PS1.097Hair loss in a young girl

Author(s): 
Luísa Freitas, C Morais
USF Marco, ACES Baixo Tâmega - Tâmega I, Marco de Canaveses, Portugal
Corresponding author: Dr Luísa Freitas, USF Marco, ACES Baixo Tâmega, Marco de Canaveses, Portugal.
E-mail: lraquelsf@gmail.com
Text: 
Introduction: Alopecia areata (AA) is a cause of autoimmune hair loss with a lifetime prevalence of 2%. AA can affect patients of both genders and all ages, but it often begins in childhood. AA typically presents as one or more well-defined round/oval patches of hair loss on the scalp with small “exclamation mark” hairs at the periphery; it can progress to total loss of hair on the scalp (AA totalis) or complete loss of hair on the body (AA universalis). A personal or family history of autoimmune diseases may be observed in a small subset of patients. A strong psychological stress can occur prior to the first episode. AA is associated with social and psychological disturbances.  

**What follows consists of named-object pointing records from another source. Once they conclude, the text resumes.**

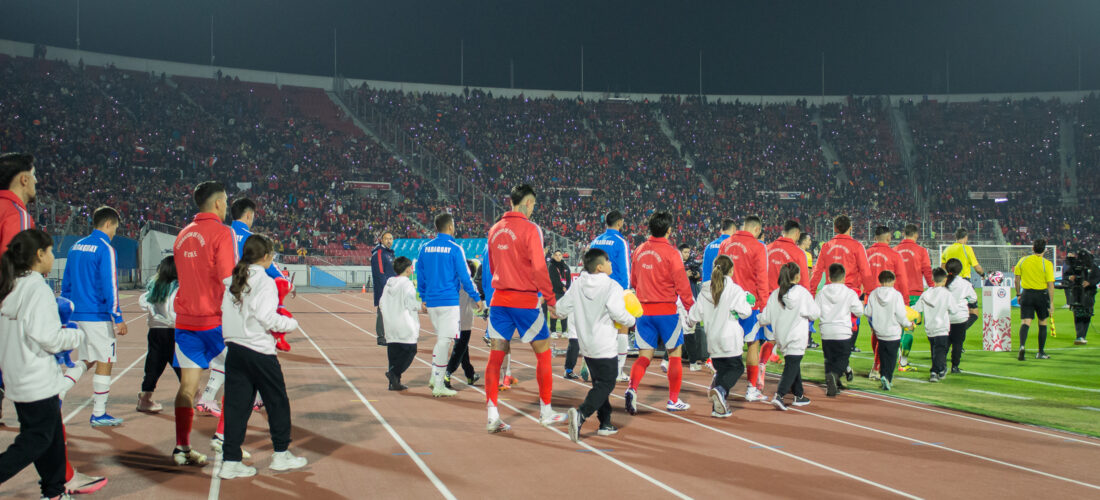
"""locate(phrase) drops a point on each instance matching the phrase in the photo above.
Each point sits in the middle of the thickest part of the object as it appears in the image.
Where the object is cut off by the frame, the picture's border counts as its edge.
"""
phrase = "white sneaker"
(235, 469)
(285, 460)
(677, 406)
(497, 425)
(553, 418)
(754, 395)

Description: A 14-year-old girl presented with a 7-month history of progressive hair loss accompanied by psychological stress related to the separation of a close friend and conflicts with her mother. During that period of time, the patient changed her lifestyle because she was afraid of being bullied at school. She has been treated for dental caries since age 12, but there was no personal or family history of autoimmune diseases. Physical examination revealed findings compatible with AA. Investigations revealed normal complete blood count and thyroid function tests and an erythrocyte sedimentation rate of 6 mm/h. Anti-nuclear, anti-double-stranded DNA and anti-thyroid antibodies were negative. It was decided to start treatment with oral corticosteroids (for 2 months) and topical minoxidil. Additionally, she had one cariated tooth removed. After 6 months, a total regrowth of her scalp hair was observed.  
Conclusion: AA is a disease with a variable prognosis and has a great impact on patient´s life, as it can cause emotional and social functioning disturbances. Family physicians are well positioned to identify AA, initiate treatment and follow closely these patients in order to prevent psychological problems.